A empatia não desaparece de um dia para o outro. Vai-se desgastando quando normalizamos a agressão, quando banalizamos a dor e quando deixamos de ensinar que a vulnerabilidade merece cuidado e não domínio.

Pergunto-me, aliás, se existe assim tanta diferença entre este episódio e aquilo a que assistimos nas touradas. E a verdade é que não. Em ambos os casos, a violência é legitimada em nome de um suposto “espetáculo”. Em ambos os casos, aplaude-se o sofrimento de um animal, transmitindo uma mensagem clara: há vidas cujo sofrimento e morte são aceitáveis. Há dores que podem ser celebradas. Há violência que pode ser normalizada.

E quando normalizamos a violência num contexto, não podemos fingir surpresa quando ela emerge noutros.

Vivemos num tempo em que a agressão se tornou conteúdo, em que a humilhação gera likes e em que a violência gratuita circula sem filtro. Isto educa – ou melhor, deseduca – uma geração inteira, sobretudo os mais novos, cuja imaturidade não é apenas cognitiva, mas também emocional e moral.

Ensina-se, assim, que a força vale mais do que o respeito, que dominar é mais importante do que compreender, que o sofrimento alheio é irrelevante desde que entretenha. Uma sociedade que valoriza a violência e o abuso dos mais fracos está a criar terreno fértil para comportamentos cada vez mais desumanizados.

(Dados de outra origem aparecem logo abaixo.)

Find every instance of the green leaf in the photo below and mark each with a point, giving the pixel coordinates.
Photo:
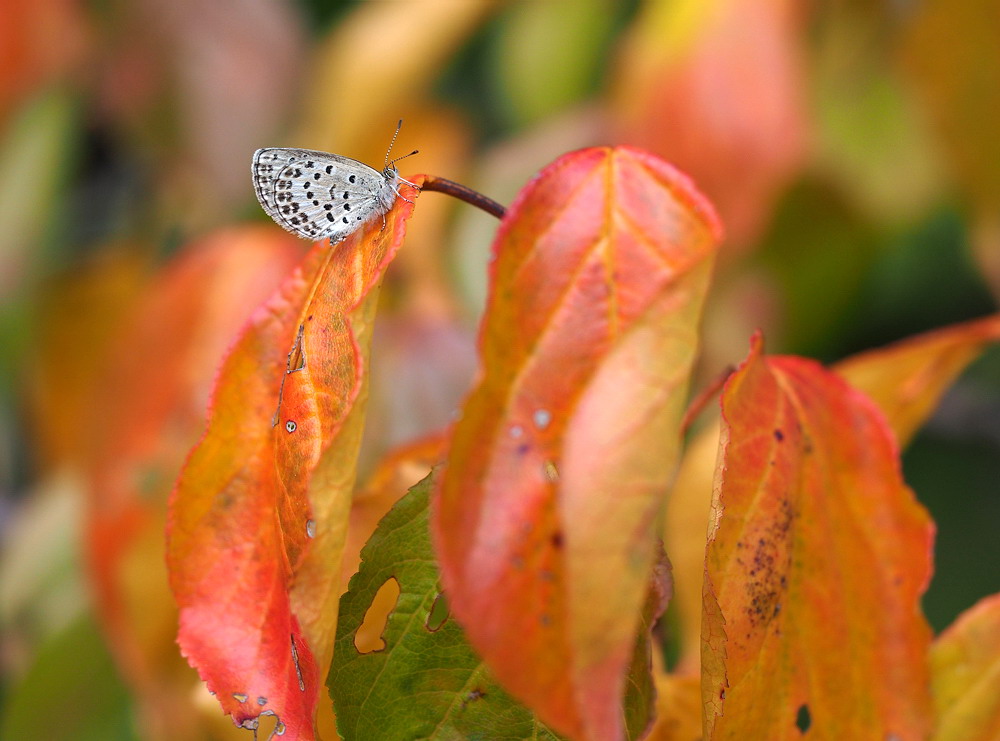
(72, 692)
(423, 684)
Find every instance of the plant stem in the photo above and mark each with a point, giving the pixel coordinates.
(463, 193)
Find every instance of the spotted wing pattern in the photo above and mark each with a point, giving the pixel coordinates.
(318, 195)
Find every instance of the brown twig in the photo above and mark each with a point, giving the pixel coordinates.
(463, 193)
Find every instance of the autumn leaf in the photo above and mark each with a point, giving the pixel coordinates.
(717, 88)
(906, 380)
(259, 515)
(147, 411)
(412, 674)
(424, 681)
(965, 674)
(817, 558)
(545, 515)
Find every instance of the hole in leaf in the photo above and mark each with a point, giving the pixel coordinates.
(368, 638)
(802, 719)
(438, 613)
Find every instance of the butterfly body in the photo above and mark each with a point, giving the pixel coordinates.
(317, 195)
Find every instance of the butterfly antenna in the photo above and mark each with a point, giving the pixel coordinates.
(415, 151)
(398, 127)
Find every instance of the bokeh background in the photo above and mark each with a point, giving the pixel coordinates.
(852, 149)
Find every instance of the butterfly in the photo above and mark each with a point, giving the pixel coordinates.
(318, 195)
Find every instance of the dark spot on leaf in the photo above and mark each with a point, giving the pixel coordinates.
(802, 719)
(438, 614)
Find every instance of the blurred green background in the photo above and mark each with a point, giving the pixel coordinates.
(851, 148)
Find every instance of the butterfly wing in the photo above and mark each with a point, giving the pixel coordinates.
(316, 194)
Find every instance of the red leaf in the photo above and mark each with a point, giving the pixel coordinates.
(817, 558)
(544, 517)
(257, 592)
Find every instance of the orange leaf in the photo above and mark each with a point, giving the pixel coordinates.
(678, 705)
(147, 411)
(817, 559)
(906, 379)
(716, 87)
(259, 515)
(545, 515)
(965, 674)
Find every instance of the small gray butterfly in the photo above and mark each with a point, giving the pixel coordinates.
(316, 195)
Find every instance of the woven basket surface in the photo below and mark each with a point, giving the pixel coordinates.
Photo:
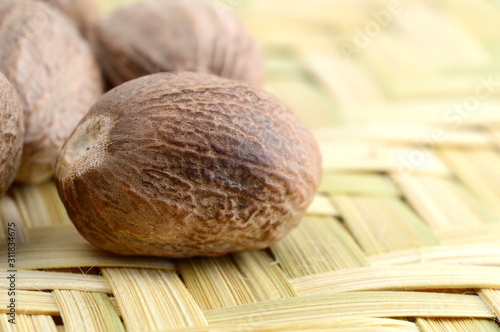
(404, 232)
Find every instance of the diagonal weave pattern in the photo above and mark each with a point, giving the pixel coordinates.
(404, 233)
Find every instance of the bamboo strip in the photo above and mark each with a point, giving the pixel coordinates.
(267, 278)
(440, 112)
(310, 106)
(444, 204)
(404, 133)
(479, 170)
(317, 245)
(32, 303)
(55, 234)
(481, 16)
(383, 224)
(153, 299)
(43, 280)
(350, 86)
(348, 324)
(456, 325)
(28, 323)
(39, 205)
(61, 255)
(489, 233)
(245, 277)
(492, 298)
(366, 304)
(484, 254)
(84, 311)
(406, 277)
(10, 218)
(376, 157)
(357, 184)
(216, 282)
(321, 206)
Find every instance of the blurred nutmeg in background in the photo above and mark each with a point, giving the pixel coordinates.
(11, 133)
(169, 36)
(56, 75)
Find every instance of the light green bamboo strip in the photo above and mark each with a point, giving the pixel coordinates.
(268, 280)
(349, 85)
(62, 255)
(443, 204)
(487, 233)
(28, 323)
(308, 104)
(479, 170)
(404, 75)
(404, 134)
(321, 206)
(216, 282)
(10, 218)
(492, 298)
(246, 277)
(39, 205)
(317, 245)
(348, 324)
(483, 254)
(375, 157)
(383, 224)
(85, 311)
(481, 17)
(456, 325)
(357, 184)
(55, 234)
(366, 304)
(33, 303)
(153, 299)
(435, 112)
(44, 280)
(406, 277)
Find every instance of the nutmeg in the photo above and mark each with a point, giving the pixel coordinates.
(170, 36)
(187, 164)
(11, 134)
(55, 74)
(83, 13)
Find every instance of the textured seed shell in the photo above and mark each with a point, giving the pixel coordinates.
(170, 36)
(11, 134)
(187, 164)
(83, 13)
(55, 74)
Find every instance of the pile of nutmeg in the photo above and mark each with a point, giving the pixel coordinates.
(184, 156)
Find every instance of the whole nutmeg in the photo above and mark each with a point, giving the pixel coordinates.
(187, 164)
(83, 13)
(11, 134)
(170, 36)
(55, 74)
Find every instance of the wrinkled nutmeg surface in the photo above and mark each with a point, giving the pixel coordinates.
(168, 36)
(187, 164)
(55, 74)
(11, 134)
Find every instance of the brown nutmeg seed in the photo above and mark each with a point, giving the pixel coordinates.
(55, 75)
(170, 36)
(83, 13)
(187, 164)
(11, 134)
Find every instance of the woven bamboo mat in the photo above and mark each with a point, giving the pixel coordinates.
(404, 233)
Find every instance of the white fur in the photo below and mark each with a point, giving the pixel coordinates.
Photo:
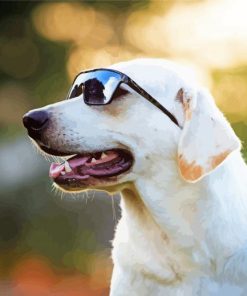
(175, 237)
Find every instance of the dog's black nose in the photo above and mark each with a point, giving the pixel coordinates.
(35, 122)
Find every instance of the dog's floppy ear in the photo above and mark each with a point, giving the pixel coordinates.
(207, 138)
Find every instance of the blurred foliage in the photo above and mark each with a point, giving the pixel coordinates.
(57, 246)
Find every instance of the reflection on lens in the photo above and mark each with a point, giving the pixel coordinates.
(98, 86)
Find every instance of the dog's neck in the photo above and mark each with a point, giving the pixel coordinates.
(182, 223)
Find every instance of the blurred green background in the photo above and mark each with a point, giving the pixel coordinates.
(53, 244)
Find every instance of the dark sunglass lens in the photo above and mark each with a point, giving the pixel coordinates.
(94, 91)
(101, 86)
(76, 91)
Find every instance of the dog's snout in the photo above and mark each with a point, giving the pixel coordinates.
(35, 122)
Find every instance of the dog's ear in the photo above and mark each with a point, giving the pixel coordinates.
(207, 138)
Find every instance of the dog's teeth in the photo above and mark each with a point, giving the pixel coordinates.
(103, 155)
(67, 167)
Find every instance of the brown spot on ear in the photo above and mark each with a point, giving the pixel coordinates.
(180, 96)
(185, 101)
(218, 159)
(190, 171)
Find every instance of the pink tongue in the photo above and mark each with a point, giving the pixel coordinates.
(55, 170)
(77, 161)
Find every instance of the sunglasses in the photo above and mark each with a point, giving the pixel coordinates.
(98, 87)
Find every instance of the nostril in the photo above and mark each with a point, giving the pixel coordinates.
(35, 120)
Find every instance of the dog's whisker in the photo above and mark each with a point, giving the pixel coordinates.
(113, 209)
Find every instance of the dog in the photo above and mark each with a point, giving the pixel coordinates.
(183, 228)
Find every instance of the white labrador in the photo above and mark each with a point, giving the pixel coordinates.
(183, 229)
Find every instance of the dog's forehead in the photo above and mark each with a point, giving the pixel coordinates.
(160, 78)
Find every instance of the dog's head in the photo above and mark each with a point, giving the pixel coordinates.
(117, 143)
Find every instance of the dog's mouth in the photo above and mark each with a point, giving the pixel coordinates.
(91, 169)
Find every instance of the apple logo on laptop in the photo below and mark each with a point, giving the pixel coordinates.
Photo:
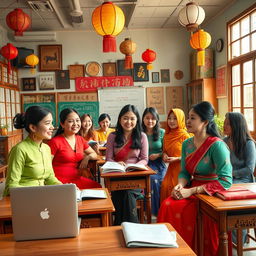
(44, 214)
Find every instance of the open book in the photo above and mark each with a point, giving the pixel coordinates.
(90, 194)
(148, 235)
(116, 167)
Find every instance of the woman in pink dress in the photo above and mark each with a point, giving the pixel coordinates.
(71, 152)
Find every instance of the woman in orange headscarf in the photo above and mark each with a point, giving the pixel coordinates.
(175, 134)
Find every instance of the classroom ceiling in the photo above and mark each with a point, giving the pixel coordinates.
(56, 15)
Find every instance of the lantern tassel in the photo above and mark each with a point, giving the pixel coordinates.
(109, 43)
(201, 58)
(128, 63)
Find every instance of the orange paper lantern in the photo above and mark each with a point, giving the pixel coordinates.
(200, 40)
(18, 21)
(32, 60)
(108, 21)
(149, 56)
(128, 47)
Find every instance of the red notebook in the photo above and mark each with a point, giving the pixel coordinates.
(236, 193)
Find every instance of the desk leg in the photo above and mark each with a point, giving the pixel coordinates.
(223, 236)
(148, 199)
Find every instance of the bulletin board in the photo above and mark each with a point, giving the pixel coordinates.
(111, 100)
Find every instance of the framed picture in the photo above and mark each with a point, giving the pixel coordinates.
(50, 57)
(155, 77)
(29, 84)
(121, 71)
(140, 72)
(62, 79)
(221, 83)
(46, 82)
(165, 75)
(76, 71)
(109, 69)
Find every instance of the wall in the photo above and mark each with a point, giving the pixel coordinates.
(217, 28)
(171, 46)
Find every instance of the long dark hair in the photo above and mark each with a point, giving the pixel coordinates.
(63, 116)
(206, 112)
(33, 115)
(136, 133)
(240, 133)
(90, 131)
(156, 128)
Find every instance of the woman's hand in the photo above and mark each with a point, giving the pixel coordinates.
(153, 157)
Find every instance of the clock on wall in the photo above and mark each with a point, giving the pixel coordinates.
(219, 45)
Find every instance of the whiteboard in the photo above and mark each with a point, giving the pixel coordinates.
(112, 100)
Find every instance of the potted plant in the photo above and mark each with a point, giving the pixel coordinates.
(4, 129)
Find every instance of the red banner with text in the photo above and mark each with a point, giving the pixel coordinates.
(85, 84)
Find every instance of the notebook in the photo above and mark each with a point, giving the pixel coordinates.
(44, 212)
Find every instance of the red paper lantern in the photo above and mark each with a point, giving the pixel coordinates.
(149, 56)
(9, 52)
(18, 21)
(128, 47)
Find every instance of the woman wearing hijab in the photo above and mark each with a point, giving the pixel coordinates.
(175, 134)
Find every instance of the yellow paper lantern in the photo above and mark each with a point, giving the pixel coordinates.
(200, 40)
(32, 60)
(108, 21)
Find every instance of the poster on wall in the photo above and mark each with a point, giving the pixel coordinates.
(221, 85)
(155, 98)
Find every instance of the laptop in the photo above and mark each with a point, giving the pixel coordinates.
(43, 212)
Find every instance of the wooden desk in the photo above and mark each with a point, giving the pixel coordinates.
(102, 207)
(234, 214)
(91, 242)
(131, 180)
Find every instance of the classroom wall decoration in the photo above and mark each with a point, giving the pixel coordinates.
(155, 98)
(62, 79)
(84, 84)
(81, 107)
(50, 57)
(221, 89)
(46, 82)
(109, 69)
(165, 75)
(121, 69)
(111, 100)
(29, 84)
(174, 97)
(140, 72)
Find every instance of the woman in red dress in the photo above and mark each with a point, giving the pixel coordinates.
(71, 152)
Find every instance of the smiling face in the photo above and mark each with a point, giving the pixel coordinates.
(227, 127)
(172, 121)
(128, 121)
(86, 123)
(72, 124)
(44, 129)
(104, 124)
(194, 123)
(149, 121)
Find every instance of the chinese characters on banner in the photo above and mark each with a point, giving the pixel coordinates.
(92, 83)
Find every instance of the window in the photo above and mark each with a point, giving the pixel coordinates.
(242, 65)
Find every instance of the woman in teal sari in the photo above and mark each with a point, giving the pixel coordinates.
(205, 168)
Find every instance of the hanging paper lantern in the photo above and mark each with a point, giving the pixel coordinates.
(32, 60)
(128, 47)
(149, 56)
(200, 40)
(9, 52)
(108, 21)
(191, 16)
(18, 21)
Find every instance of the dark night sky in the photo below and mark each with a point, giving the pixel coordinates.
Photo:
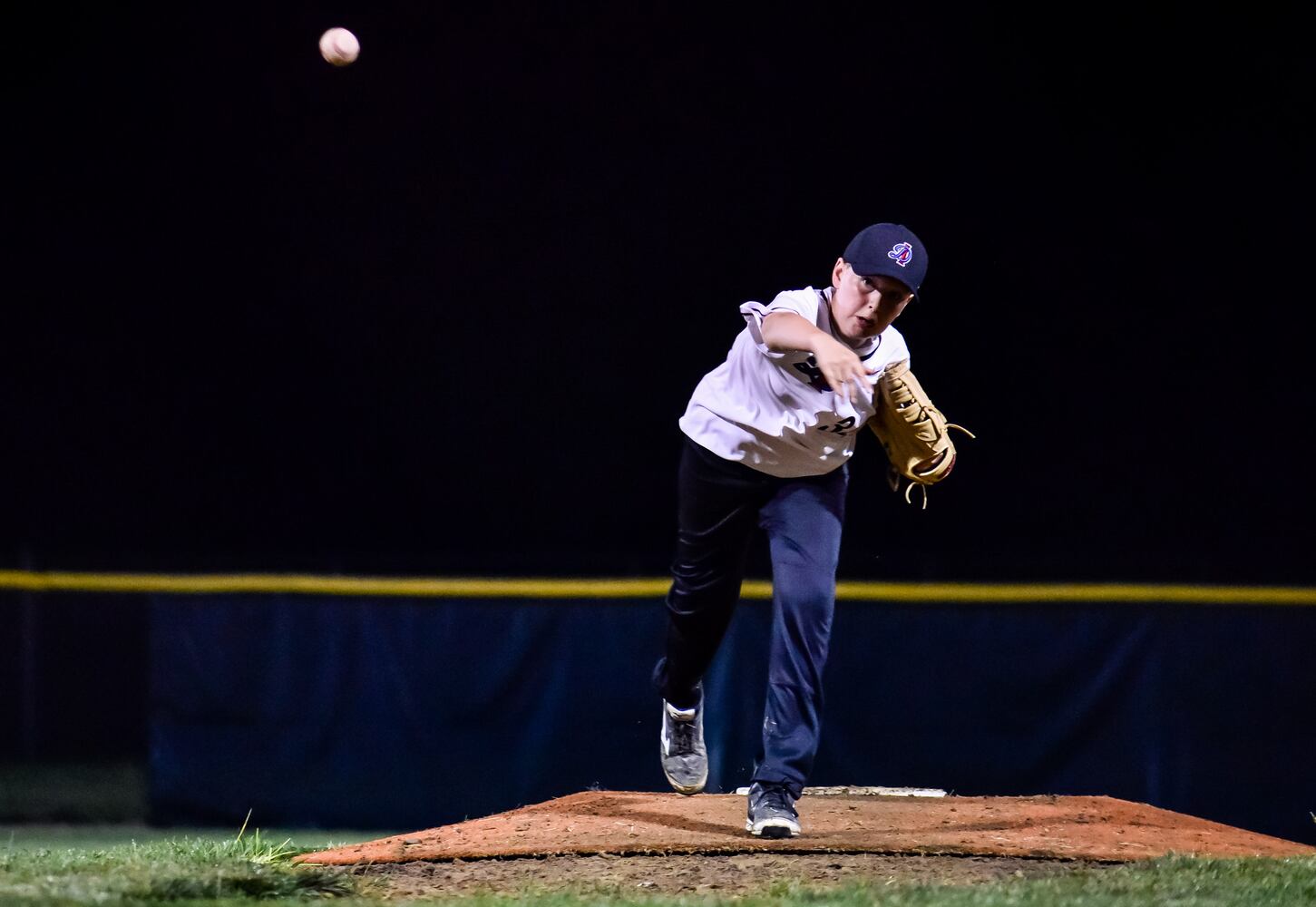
(438, 311)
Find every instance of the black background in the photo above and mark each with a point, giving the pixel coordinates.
(438, 311)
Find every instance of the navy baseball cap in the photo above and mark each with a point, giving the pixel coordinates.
(892, 250)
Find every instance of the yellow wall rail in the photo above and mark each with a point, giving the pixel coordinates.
(635, 589)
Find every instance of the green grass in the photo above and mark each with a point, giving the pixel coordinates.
(253, 869)
(244, 868)
(102, 837)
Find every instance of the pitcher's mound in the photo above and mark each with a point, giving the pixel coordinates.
(1093, 828)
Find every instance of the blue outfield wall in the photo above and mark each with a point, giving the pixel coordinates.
(405, 714)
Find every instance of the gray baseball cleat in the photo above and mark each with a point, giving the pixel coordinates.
(772, 813)
(685, 758)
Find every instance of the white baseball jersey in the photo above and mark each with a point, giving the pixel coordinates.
(774, 411)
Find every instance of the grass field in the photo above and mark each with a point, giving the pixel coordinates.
(254, 869)
(93, 863)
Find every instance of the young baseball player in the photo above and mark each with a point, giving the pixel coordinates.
(769, 434)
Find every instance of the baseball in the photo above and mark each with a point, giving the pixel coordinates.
(338, 46)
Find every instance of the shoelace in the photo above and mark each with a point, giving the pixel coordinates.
(683, 737)
(775, 798)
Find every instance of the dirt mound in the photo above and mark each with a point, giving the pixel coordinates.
(685, 874)
(624, 823)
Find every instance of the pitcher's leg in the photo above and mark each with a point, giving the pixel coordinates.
(803, 522)
(717, 511)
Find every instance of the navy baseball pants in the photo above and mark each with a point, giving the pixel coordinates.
(718, 504)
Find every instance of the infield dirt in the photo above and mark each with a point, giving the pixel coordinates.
(627, 823)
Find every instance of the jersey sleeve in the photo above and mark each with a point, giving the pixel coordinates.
(800, 302)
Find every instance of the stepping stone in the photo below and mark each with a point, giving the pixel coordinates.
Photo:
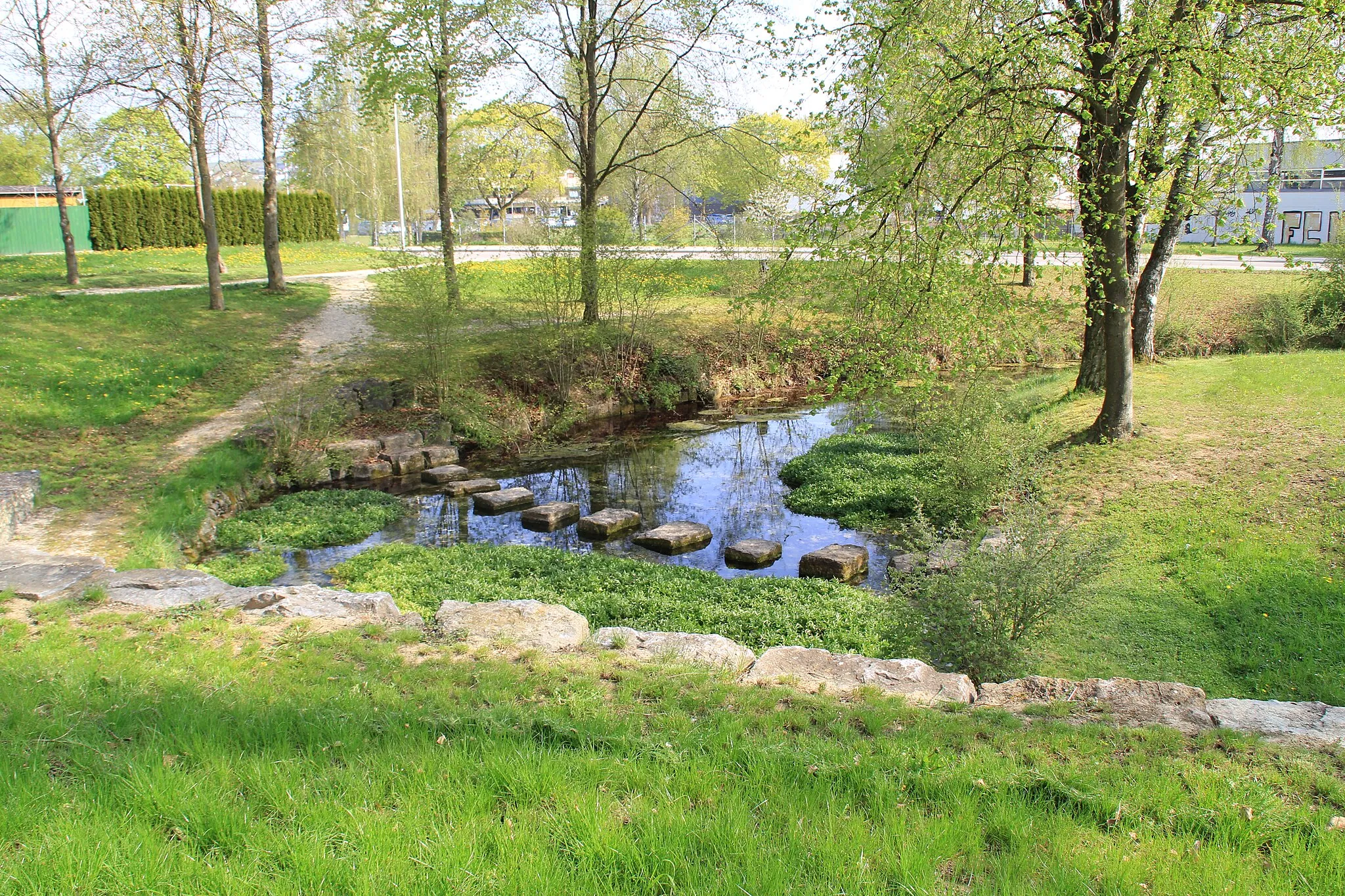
(676, 538)
(439, 456)
(752, 553)
(503, 500)
(470, 486)
(400, 441)
(549, 517)
(607, 524)
(441, 475)
(843, 562)
(405, 463)
(370, 471)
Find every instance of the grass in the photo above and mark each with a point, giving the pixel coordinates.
(313, 521)
(757, 612)
(135, 268)
(197, 756)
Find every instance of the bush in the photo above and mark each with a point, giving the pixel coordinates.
(757, 612)
(984, 617)
(313, 521)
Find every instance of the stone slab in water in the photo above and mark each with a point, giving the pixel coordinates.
(676, 538)
(607, 524)
(843, 562)
(439, 456)
(503, 500)
(441, 475)
(549, 517)
(752, 553)
(370, 471)
(470, 486)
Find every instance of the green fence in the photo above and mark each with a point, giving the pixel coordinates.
(38, 230)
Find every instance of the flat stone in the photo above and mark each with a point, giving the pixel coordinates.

Não podemos ser tolerantes com isto. Não podemos relativizar, desculpar ou minimizar. Precisamos de intervenção especializada, consistente, séria e consequente. E precisamos, sobretudo, de educar para a empatia desde cedo, de promover literacia emocional e ética digital, de responsabilizar de forma educativa e não apenas punitiva. Precisamos de adultos coerentes, que não defendam violência num contexto e a condenem noutro. Precisamos de políticas públicas que previnam, e não apenas reajam.

A violência é aprendida, e pode ser desaprendida.

O episódio do tubarão é um alerta. Mostra-nos onde estamos a falhar enquanto sociedade, enquanto educadores, enquanto adultos.

A pergunta não é “como é possível?”. A pergunta é: “O que estamos dispostos a fazer para que não volte a acontecer?”

Porque uma sociedade verdadeiramente segura é aquela que não transforma sofrimento em espetáculo e que não desiste de educar para a empatia.